Transformers Meet ACT-R: Repeat-Aware and Sequential Listening Session Recommendation
Viet-Anh Tran, Guillaume Salha-Galvan, Bruno Sguerra, Romain Hennequin
TL;DR
This work addresses repeat-aware sequential listening session recommendation by integrating ACT-R cognitive memory components with Transformer-based session embeddings to model both repetition and evolving user preferences. The proposed PISA framework uses a base-level, spreading, and partial matching mechanism to construct session representations, which are merged with long- and short-term user embeddings and optimized with a joint BPR-style and session-level loss.

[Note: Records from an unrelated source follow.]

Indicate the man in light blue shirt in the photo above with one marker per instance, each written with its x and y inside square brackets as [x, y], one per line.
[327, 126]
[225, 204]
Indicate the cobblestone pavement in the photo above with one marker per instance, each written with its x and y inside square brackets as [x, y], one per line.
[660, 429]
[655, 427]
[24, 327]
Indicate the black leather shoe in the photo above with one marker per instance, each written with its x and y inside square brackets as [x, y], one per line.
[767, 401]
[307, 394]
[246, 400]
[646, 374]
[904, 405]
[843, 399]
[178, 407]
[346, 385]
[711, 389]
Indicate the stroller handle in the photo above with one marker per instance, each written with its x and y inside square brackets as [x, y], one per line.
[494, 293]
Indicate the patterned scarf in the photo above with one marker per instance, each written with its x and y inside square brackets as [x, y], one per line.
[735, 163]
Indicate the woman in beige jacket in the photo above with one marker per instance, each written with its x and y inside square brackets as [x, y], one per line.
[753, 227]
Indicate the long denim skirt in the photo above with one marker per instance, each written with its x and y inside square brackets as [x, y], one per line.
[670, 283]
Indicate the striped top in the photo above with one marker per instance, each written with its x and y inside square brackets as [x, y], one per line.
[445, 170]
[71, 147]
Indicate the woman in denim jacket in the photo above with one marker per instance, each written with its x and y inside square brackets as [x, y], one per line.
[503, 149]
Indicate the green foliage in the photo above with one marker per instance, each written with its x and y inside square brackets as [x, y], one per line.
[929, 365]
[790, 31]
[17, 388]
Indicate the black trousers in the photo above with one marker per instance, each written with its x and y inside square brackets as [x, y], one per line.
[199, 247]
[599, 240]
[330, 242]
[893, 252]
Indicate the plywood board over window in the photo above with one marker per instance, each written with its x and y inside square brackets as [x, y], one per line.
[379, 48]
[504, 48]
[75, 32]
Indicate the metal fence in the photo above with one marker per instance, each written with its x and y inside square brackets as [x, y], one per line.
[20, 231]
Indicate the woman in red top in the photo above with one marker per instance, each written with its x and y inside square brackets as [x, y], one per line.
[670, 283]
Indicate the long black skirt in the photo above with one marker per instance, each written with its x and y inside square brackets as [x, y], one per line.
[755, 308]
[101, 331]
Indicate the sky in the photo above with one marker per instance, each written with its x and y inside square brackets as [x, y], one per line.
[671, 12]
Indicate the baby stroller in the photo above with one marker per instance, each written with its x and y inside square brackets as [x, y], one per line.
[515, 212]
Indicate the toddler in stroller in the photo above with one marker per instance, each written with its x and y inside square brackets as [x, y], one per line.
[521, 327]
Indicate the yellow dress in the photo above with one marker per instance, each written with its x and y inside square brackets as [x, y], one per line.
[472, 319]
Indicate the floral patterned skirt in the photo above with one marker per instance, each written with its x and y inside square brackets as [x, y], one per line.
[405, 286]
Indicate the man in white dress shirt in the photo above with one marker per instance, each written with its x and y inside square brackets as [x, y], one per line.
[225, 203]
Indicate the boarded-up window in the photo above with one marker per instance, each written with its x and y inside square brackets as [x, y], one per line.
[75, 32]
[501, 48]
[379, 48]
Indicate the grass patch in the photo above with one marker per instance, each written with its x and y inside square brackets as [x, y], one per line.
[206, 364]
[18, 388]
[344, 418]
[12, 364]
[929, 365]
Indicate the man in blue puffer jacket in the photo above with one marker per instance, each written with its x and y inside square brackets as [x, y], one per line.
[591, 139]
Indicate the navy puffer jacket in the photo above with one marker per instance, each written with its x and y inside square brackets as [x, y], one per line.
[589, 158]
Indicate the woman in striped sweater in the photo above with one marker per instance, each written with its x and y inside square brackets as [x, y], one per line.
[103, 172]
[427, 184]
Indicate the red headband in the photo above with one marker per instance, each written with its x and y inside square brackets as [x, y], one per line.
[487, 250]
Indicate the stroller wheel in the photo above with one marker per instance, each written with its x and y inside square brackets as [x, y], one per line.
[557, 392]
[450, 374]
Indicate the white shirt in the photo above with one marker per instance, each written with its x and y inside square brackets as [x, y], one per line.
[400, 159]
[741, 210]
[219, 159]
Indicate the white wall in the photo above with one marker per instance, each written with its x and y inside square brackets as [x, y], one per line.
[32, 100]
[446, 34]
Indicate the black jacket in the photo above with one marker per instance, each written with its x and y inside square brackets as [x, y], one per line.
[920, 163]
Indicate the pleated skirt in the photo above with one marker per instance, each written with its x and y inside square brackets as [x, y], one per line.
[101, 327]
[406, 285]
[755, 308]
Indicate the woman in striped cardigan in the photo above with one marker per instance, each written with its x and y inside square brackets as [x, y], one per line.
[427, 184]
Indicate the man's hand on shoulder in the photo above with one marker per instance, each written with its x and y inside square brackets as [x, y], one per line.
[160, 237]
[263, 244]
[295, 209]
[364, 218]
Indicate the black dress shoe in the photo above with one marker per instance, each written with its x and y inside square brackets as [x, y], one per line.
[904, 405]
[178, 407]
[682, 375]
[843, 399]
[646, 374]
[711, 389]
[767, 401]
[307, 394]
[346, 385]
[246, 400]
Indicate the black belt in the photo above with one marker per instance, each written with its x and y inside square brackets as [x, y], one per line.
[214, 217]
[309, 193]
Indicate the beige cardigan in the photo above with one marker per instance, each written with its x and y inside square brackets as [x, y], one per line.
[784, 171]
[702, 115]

Empirical validation on Last.fm and Deezer shows that PISA, especially its PISA-P variant with popularity-based negative sampling, achieves strong recall and NDCG while balancing repetition and exploration; the authors also release their code and a Deezer dataset to promote reproducibility and further research. The work demonstrates the practical importance of modeling repetition in music recommendation and sets a foundation for future psychology-informed, dynamic recommender systems in sequential settings.
Abstract
Music streaming services often leverage sequential recommender systems to predict the best music to showcase to users based on past sequences of listening sessions. Nonetheless, most sequential recommendation methods ignore or insufficiently account for repetitive behaviors. This is a crucial limitation for music recommendation, as repeatedly listening to the same song over time is a common phenomenon that can even change the way users perceive this song. In this paper, we introduce PISA (Psychology-Informed Session embedding using ACT-R), a session-level sequential recommender system that overcomes this limitation. PISA employs a Transformer architecture learning embedding representations of listening sessions and users using attention mechanisms inspired by Anderson's ACT-R (Adaptive Control of Thought-Rational), a cognitive architecture modeling human information access and memory dynamics. This approach enables us to capture dynamic and repetitive patterns from user behaviors, allowing us to effectively predict the songs they will listen to in subsequent sessions, whether they are repeated or new ones. We demonstrate the empirical relevance of PISA using both publicly available listening data from Last.fm and proprietary data from Deezer, a global music streaming service, confirming the critical importance of repetition modeling for sequential listening session recommendation. Along with this paper, we publicly release our proprietary dataset to foster future research in this field, as well as the source code of PISA to facilitate its future use.